Raphaële Jeune est commissaire d’exposition et chercheuse en esthétique et théorie de l’art à l’Université Rennes 2. Elle est vice-présidente de C-E-A / Commissaires d’Exposition Associés.  
Dans le cadre d’un questionnement sur le processus créatif entre art et industrie et sur les formes collectives, Raphaële Jeune (commissaire d’exposition et chercheuse) et Audrey Cottin, artiste, ont développé un projet artistique et pédagogique autour de l’ « anomie ». Signifiant absence de loi, cette notion est interrogée à partir de la définition du philosophe Jean-Marie Guyau (1834-1888) : « créatrice de formes nouvelles de relations humaines, d’autonomies qui ne sont pas celles d’une référence à des normes constituées mais ouvertes sur une créativité possible (...), elle incite l’individu à des sociabilités jusque-là inconnues ».
Ce projet a été accueilli dans le cadre de phénOrama, plateforme de recherche art et industrie de l’ENSCI-Les Ateliers.


Clémentine Chambon

Résidence d'octobre 2018 à mars 2019

Paperwork, exploration lumière, OLED, papier

Le projet Paperwork s’est construit sur une expérimentation réalisée avec le laboratoire Materia Nova en 2017, le dépôt d’une technologie de lumière surfacique, l’OLED sur le matériau papier.
Dès le démarrage de la résidence de nombreuses complexités techniques apparaissent, la création d’OLED papier est instable, difficile à reproduire.
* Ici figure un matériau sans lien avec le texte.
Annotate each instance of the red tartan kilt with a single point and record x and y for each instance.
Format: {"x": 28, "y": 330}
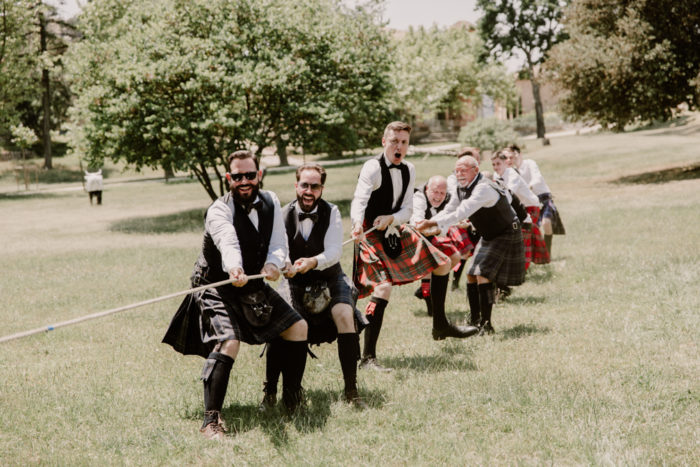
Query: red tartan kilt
{"x": 460, "y": 239}
{"x": 538, "y": 248}
{"x": 372, "y": 266}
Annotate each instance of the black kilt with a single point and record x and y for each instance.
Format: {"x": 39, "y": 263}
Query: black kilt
{"x": 210, "y": 316}
{"x": 322, "y": 328}
{"x": 501, "y": 259}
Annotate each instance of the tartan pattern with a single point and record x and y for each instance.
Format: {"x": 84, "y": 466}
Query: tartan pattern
{"x": 460, "y": 238}
{"x": 501, "y": 259}
{"x": 372, "y": 266}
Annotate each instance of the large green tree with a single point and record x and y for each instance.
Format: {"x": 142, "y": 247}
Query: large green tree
{"x": 525, "y": 29}
{"x": 629, "y": 60}
{"x": 437, "y": 71}
{"x": 179, "y": 84}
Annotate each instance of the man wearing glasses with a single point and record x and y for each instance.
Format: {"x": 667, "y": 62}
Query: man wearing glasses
{"x": 320, "y": 290}
{"x": 499, "y": 256}
{"x": 244, "y": 235}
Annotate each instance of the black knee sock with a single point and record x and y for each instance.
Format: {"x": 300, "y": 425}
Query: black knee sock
{"x": 438, "y": 292}
{"x": 375, "y": 315}
{"x": 294, "y": 365}
{"x": 486, "y": 301}
{"x": 474, "y": 306}
{"x": 348, "y": 354}
{"x": 458, "y": 273}
{"x": 216, "y": 383}
{"x": 273, "y": 364}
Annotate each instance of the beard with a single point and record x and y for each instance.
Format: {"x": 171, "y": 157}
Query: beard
{"x": 302, "y": 203}
{"x": 245, "y": 198}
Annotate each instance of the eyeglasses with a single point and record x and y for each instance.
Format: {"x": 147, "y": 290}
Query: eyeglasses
{"x": 312, "y": 186}
{"x": 248, "y": 176}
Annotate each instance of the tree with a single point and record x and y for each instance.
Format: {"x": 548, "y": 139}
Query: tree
{"x": 627, "y": 61}
{"x": 180, "y": 84}
{"x": 527, "y": 27}
{"x": 437, "y": 71}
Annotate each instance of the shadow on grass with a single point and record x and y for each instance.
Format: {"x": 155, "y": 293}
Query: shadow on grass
{"x": 522, "y": 330}
{"x": 185, "y": 221}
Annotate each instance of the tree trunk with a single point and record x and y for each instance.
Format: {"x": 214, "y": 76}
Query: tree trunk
{"x": 46, "y": 98}
{"x": 281, "y": 151}
{"x": 539, "y": 113}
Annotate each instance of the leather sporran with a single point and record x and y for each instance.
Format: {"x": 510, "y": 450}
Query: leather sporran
{"x": 256, "y": 308}
{"x": 316, "y": 298}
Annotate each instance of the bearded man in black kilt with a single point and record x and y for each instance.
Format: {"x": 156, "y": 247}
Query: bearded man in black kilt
{"x": 500, "y": 254}
{"x": 320, "y": 291}
{"x": 244, "y": 235}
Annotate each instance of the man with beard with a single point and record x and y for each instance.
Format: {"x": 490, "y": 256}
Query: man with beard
{"x": 499, "y": 256}
{"x": 244, "y": 235}
{"x": 320, "y": 290}
{"x": 394, "y": 253}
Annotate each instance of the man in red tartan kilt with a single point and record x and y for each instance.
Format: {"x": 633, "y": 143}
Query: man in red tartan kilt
{"x": 499, "y": 257}
{"x": 393, "y": 254}
{"x": 428, "y": 200}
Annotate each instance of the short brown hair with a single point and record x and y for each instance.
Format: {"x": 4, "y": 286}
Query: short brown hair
{"x": 241, "y": 155}
{"x": 312, "y": 166}
{"x": 397, "y": 126}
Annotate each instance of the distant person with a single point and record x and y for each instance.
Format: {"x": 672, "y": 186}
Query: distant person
{"x": 93, "y": 185}
{"x": 550, "y": 220}
{"x": 243, "y": 235}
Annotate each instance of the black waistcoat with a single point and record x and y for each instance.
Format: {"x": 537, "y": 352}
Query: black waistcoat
{"x": 300, "y": 248}
{"x": 381, "y": 200}
{"x": 253, "y": 242}
{"x": 495, "y": 220}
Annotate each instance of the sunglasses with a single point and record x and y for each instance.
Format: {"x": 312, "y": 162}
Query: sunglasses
{"x": 248, "y": 176}
{"x": 313, "y": 186}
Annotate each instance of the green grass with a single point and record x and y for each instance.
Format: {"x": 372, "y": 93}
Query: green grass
{"x": 595, "y": 360}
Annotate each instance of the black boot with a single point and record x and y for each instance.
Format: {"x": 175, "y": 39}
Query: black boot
{"x": 486, "y": 293}
{"x": 474, "y": 306}
{"x": 375, "y": 315}
{"x": 442, "y": 328}
{"x": 293, "y": 373}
Une méthodologie se constitue, comment remplacer l’exploration d’une technologie émergente par des outils low-tech ou des sources de lumière matures, comme les micro LEDs. Commence alors une navigation entre esthétique et technique.
Dessins de spectres lumineux, cartographies des couleurs d’émission d’ondes, empreintes sur papier comme imprimées dans la rétine, réflecteurs donnant accès à des espaces immatériels par le jeu des reflets. Cette résidence de six mois est l'occasion de prospection sur les nouvelles technologies, d'expérimenter LEDs et circuits imprimés flexibles, de proposer une nouvelle plasticité de la rencontre lumière papier.
La création du carnet de recherche est en cours avec Fedrigoni papers, ADM Print, Erik Haberfeld.